Witaj!
Oglądam to zdjęcie z mieszanymi odczuciami. Z jednej strony
owad od strony technicznej poprawnie sfotografowany z
drugiej mankamenty, które zakłócają odbiór. Pierwsza sprawa
to kadr - jego lewa strona. Skrzydło owada znajduje się
bardzo blisko krawędzi kadru, co zawsze jest frustrujące.
Jednak przy takim rozmyciu tła poszerzenie kadru nie stanowi
problemu i powinieneś to zrobić. Druga sprawa jest częściowo
niezależna od Ciebie. Motyl na nieszczęście usiadł na białym
kwiatku. Tak już jest z ludzkim okiem, że jego percepcja
ustawia na pierwszym planie kolor biały. Przebija on
wszystkie inne kolory. Drugim takim "paskudnym kolorem jest
czerwony. Dlatego komponując obraz należy to brać pod uwagę.

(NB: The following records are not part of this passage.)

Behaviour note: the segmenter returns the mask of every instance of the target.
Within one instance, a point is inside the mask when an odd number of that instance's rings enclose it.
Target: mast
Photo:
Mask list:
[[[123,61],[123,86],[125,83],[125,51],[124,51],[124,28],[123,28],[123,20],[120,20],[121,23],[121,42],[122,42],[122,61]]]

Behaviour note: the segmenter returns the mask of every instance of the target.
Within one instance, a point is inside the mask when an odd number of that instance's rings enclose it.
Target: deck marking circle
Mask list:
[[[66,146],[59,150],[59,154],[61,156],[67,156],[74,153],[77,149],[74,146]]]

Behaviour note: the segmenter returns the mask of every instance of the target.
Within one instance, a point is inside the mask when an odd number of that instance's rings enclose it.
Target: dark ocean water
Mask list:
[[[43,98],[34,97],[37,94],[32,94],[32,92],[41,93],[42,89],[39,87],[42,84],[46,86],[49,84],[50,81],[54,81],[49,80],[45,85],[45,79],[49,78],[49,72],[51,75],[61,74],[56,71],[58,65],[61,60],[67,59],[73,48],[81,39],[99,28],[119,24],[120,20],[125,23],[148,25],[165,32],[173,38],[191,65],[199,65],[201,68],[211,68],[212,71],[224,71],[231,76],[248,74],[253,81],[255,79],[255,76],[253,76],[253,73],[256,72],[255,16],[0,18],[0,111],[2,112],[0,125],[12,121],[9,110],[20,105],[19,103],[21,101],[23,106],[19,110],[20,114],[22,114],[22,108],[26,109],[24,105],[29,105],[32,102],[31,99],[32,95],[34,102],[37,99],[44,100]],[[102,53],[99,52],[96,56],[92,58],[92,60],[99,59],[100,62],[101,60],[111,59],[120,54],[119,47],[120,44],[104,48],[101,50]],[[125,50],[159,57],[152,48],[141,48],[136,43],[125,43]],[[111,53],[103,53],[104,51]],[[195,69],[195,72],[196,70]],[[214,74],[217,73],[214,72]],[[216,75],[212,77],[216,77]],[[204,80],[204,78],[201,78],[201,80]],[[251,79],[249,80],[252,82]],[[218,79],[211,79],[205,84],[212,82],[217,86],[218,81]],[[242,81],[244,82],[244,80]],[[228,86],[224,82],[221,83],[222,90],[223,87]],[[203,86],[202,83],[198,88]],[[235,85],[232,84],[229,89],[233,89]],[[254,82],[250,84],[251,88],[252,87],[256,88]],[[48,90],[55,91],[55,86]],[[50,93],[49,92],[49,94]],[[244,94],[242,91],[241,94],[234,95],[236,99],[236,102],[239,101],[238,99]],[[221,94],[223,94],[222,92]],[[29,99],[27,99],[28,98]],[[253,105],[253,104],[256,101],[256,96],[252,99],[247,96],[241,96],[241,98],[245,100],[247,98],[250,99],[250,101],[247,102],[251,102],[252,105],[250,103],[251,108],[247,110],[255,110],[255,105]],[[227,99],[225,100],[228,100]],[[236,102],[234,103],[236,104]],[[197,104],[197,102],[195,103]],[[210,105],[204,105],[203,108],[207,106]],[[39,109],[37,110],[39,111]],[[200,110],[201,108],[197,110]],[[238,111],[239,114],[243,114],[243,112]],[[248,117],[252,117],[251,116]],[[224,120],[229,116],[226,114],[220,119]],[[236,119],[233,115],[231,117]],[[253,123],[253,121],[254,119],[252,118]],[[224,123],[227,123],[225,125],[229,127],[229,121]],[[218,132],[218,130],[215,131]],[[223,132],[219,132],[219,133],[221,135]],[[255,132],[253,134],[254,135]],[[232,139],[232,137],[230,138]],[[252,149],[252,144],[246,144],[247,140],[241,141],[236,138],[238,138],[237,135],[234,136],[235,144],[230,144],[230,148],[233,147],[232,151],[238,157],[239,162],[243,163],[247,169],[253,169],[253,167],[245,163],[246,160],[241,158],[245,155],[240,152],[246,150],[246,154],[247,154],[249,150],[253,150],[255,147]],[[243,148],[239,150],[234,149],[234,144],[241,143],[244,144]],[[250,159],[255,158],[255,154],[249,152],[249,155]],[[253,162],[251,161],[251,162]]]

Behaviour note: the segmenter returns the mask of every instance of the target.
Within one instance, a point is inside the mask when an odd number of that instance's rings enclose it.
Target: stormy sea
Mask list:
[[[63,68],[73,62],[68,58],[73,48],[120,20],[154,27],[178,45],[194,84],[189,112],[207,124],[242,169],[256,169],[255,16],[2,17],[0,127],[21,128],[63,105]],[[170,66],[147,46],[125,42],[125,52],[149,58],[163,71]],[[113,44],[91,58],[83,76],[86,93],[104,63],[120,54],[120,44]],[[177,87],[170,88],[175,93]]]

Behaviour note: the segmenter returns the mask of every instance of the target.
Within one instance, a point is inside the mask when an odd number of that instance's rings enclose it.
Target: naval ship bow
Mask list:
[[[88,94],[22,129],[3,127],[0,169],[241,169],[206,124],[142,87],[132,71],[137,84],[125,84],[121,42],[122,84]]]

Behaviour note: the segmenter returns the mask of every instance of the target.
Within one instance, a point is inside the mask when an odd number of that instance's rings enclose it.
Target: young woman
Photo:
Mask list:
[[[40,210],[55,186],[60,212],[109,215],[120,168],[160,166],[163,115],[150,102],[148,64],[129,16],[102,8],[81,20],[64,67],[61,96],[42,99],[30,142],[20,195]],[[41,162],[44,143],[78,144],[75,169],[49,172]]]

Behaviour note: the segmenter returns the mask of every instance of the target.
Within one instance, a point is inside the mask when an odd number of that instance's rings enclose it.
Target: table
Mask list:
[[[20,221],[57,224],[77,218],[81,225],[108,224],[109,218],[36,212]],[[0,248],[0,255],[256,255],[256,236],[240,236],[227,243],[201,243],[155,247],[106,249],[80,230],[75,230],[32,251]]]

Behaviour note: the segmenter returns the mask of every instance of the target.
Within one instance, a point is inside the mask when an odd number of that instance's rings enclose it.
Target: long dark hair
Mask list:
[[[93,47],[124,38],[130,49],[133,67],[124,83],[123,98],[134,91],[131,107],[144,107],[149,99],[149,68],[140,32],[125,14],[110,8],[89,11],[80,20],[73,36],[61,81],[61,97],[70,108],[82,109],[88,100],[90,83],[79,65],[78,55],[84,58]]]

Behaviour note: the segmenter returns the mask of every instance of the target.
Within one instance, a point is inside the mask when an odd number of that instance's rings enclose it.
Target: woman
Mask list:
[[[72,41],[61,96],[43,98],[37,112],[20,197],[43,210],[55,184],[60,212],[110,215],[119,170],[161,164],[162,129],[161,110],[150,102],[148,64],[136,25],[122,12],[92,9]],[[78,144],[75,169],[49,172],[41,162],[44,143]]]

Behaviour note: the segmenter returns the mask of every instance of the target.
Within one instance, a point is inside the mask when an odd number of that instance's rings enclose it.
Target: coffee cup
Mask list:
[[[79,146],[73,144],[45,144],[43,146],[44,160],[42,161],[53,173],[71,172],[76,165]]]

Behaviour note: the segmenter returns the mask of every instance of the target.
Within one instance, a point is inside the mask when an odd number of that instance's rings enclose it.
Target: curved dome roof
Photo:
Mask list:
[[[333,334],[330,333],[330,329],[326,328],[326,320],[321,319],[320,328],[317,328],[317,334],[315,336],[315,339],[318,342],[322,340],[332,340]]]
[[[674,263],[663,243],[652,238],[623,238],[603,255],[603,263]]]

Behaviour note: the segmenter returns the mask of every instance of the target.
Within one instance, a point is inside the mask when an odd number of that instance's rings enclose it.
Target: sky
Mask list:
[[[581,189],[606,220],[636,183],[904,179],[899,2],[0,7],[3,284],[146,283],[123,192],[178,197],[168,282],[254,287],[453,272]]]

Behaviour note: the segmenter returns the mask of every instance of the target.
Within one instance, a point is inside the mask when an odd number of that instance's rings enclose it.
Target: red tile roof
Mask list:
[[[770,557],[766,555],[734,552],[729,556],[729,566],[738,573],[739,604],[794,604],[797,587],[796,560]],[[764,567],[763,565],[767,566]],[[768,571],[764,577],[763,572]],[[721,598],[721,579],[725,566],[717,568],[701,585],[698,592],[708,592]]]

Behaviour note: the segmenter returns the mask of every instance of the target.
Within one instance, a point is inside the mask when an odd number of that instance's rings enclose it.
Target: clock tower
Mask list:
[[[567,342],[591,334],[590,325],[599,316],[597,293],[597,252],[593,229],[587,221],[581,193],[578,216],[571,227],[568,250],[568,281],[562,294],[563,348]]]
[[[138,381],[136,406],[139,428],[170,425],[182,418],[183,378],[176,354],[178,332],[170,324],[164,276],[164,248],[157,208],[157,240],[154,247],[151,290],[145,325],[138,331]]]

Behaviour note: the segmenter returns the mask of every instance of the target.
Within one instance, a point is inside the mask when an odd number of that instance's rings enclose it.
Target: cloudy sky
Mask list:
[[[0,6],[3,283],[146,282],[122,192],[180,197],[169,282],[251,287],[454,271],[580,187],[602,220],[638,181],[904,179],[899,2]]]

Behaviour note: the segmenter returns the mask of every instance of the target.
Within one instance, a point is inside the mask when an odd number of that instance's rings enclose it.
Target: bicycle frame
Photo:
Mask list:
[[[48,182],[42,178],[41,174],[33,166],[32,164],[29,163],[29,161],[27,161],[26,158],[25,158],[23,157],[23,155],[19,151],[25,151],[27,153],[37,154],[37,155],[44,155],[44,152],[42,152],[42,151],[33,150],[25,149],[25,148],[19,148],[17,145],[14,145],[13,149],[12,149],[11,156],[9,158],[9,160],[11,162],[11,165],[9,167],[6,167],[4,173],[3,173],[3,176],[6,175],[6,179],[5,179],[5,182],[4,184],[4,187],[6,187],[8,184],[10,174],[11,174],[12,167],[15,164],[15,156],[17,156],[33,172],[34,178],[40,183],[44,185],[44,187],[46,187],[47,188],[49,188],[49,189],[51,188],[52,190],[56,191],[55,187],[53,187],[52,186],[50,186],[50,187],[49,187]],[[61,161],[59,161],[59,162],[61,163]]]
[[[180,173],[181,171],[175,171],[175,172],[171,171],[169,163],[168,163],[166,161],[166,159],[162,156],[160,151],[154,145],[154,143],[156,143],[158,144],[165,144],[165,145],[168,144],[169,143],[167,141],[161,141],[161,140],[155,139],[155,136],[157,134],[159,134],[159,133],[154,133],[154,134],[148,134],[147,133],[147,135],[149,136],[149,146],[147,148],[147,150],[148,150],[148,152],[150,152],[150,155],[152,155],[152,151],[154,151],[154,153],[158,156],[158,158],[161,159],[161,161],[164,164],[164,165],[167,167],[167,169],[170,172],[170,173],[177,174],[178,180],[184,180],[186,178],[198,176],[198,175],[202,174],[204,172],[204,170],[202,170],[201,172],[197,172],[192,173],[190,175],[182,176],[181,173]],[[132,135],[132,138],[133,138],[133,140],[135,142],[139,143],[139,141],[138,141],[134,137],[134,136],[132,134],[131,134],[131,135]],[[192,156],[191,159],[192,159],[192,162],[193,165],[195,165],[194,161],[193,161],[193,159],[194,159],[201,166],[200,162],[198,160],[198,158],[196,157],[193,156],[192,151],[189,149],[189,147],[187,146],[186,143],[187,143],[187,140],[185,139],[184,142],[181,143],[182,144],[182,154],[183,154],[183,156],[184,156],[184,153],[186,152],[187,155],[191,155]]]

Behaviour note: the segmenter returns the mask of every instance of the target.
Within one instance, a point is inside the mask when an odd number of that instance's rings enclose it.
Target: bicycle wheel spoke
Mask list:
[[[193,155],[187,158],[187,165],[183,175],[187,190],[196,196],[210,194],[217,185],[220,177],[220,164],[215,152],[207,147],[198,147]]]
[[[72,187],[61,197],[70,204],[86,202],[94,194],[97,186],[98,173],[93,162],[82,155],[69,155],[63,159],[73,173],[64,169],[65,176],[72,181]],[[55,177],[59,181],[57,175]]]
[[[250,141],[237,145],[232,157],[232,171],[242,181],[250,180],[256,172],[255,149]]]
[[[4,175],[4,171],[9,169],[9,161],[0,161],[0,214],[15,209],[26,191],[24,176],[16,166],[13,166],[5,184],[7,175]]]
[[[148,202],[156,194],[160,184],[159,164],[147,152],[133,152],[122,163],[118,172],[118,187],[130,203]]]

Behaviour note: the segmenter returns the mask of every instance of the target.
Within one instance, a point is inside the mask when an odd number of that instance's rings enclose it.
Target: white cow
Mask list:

Tutaj zdecydowanie na pierwszym planie jest kwiatek. Widać
to zwłaszcza, kiedy odejdziemy od monitora na kilka kroków.
W tej sytuacji (jak powiedziałem nie miałeś na to wpływu)
spróbowałbym lokalnie (na kwiatku) zmniejszyć kontrast i
popracować z krzywą tonalną aby go przyciemnić. Można też
spróbować techniki dodge and burn. Z kolei owada próbowałbym
rozjaśnić tymi samymi metodami ale na zasadzie odwrotności.
Można też spróbować ocieplić jego kolory, co spowoduje jego
optyczne rozjaśnienie. Odradzam proste przyciemnianie i
rozjaśnianie bo wprowadzi to efekt sztuczności. Pozdrawiam i
życzę udanych zdjęć owadów bo jest to piękny świat.